No party has a monopoly on whack jobs, but former speaker of the House John Boehner makes a persuasive case that many of his fellow Republicans are working overtime to corner the market.
One of the more disturbing – though not at all surprising – revelations in his recent memoir was that the 1998 impeachment of president Bill Clinton was unwarranted. But Boehner felt bullied into going along because House majority whip Tom DeLay convinced him that it would “win us all these House seats” in the next election.
GOP enthusiasm for removing a Democrat for lying about adultery did not extend to Republicans like then-speaker Newt Gingrich, who later confessed to cheating on both of his first two wives. DeLay’s strategy backfired and Democrats actually picked up five more seats, Boehner wrote. DeLay later resigned in a campaign finance scandal.
When far more serious charges of sexual misconduct – including rape – were made by more than 20 women against former president Donald Trump, Republicans seemingly couldn’t care less. Their silence in the current investigation of Florida Rep. Matt Gaetz – begun by the Trump Justice Department – should be alarming. Only one of his GOP colleagues, a party outlier, Adam Kinzinger, has publicly called for his resignation. You don’t need to be clairvoyant to know that had much-lesser charges been aimed at a Democrat, such as the controversy-entangled New York Gov. Andrew Cuomo, the outrage and demands for resignation would be at a fever pitch as, indeed, they have been.
Boehner left Congress before Trump was elected. They played golf and spoke at times, but by 2018 Boehner was saying, “There is no Republican Party. There’s a Trump party.”

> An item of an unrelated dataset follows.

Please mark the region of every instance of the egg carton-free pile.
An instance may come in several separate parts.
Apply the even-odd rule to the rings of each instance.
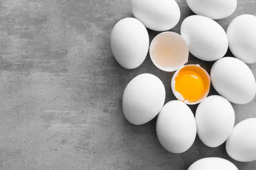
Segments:
[[[122,66],[129,69],[138,67],[149,50],[156,67],[165,71],[176,71],[171,86],[177,100],[164,105],[166,91],[161,80],[152,74],[142,74],[132,79],[124,90],[124,115],[131,123],[140,125],[159,115],[157,137],[171,152],[188,150],[197,133],[210,147],[226,141],[227,152],[237,161],[256,160],[256,118],[244,120],[234,127],[235,112],[230,102],[247,103],[256,94],[255,78],[246,64],[256,62],[256,17],[238,16],[226,33],[213,20],[231,15],[237,0],[187,0],[187,2],[197,15],[183,21],[180,35],[166,31],[180,19],[180,9],[174,0],[131,0],[131,11],[136,18],[123,19],[113,28],[111,49]],[[165,32],[149,45],[146,28]],[[236,58],[223,58],[228,48]],[[210,76],[198,65],[185,65],[189,52],[206,62],[216,61]],[[207,97],[211,82],[220,95]],[[187,105],[197,103],[200,104],[194,117]],[[218,158],[198,160],[189,170],[200,167],[238,170],[231,162]]]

Today he accuses Trump of pushing a “bullshit” lie “without any evidence” that the 2020 election was stolen. He also said Trump had incited the “bloody insurrection” on January 6 “for nothing more than selfish reasons.” It might have meant something had he said it earlier, but waiting until his book came out, ala former Trump national security advisor John Bolton, it has a bit of an odor.
Why didn’t he say such things when they could have made a difference, when he was at the peak of his power, instead of letting the Tea Party “whack jobs” and “insurrectionists” take over the asylum?
HE CONFESSES that the Tea Partiers controlled him rather than the other way around, as should be done. That’s his excuse. “They didn’t want legislative victories. They wanted wedge issues and conspiracies and crusades.” He comes across as weak, unlike the present speaker, Nancy Pelosi, whom he characterized as ruthless and formidable.
Don’t get the impression Boehner was a neutral observer. He was one of Gingrich’s faithful lieutenants who, in the words of historian Julian Zelizer, “promoted a dangerous style of smash-mouth partisanship that ignored traditional norms of governance.”
Boehner admits today that partisanship, not reform, was the driving force as Republicans abandoned bipartisanship and civility in pursuit of power and “weaponized ethics rules” in the legislative process. Like Senate Republican leader Mitch McConnell, he reflexively opposed everything president Barack Obama proposed.
He was a leading player, but soon the beast that he helped create and feed got even hungrier, and the farther-right-wing Freedom Caucus that still dominates the House GOP drove him out in October 2015.
Neither he nor even Ronald Reagan could get elected in today’s Trump GOP, Boehner contends.
He called himself the “mayor” of “Crazytown,” which was “populated by jackasses and media hounds and some normal citizens.” In the former category, he reserved the top spot for Sen. Ted Cruz (“reckless asshole” and “Lucifer in the flesh”), Michele Bachmann (“lunatic”), Sarah Palin (“one of the chief crazies”), Trump (“volcanic temper”) and conservative talkers Sean Hannity, Mark Levin and Rush Limbaugh. These stood out but were not alone in the “chaos caucus” that he said was fueled by “fawning right-wing media and outrage-driven fundraising cash.”
“The legislative terrorism that I’d witnessed as speaker had now encouraged actual terrorism,” he said
Gallup polling reveals the GOP is shrinking, opening the largest gap between the two parties in nearly a decade, with 49% of US adults identifying with or leaning toward the Democratic Party compared to 40% for Republicans and their leaners. The GOP is a minority party that retains its grip on power not by public approval but by masterful gerrymandering and voter suppression.
Boehner’s book, On the House: A Washington Memoir, looks back on his 25 years in the House. It could be subtitled Confessions of an Enabler or Profiles in Cowardice. It raises some very important questions, starting with “What the hell took you so damn long to speak up?” Long after it is too late, he reveals what could and should have been done.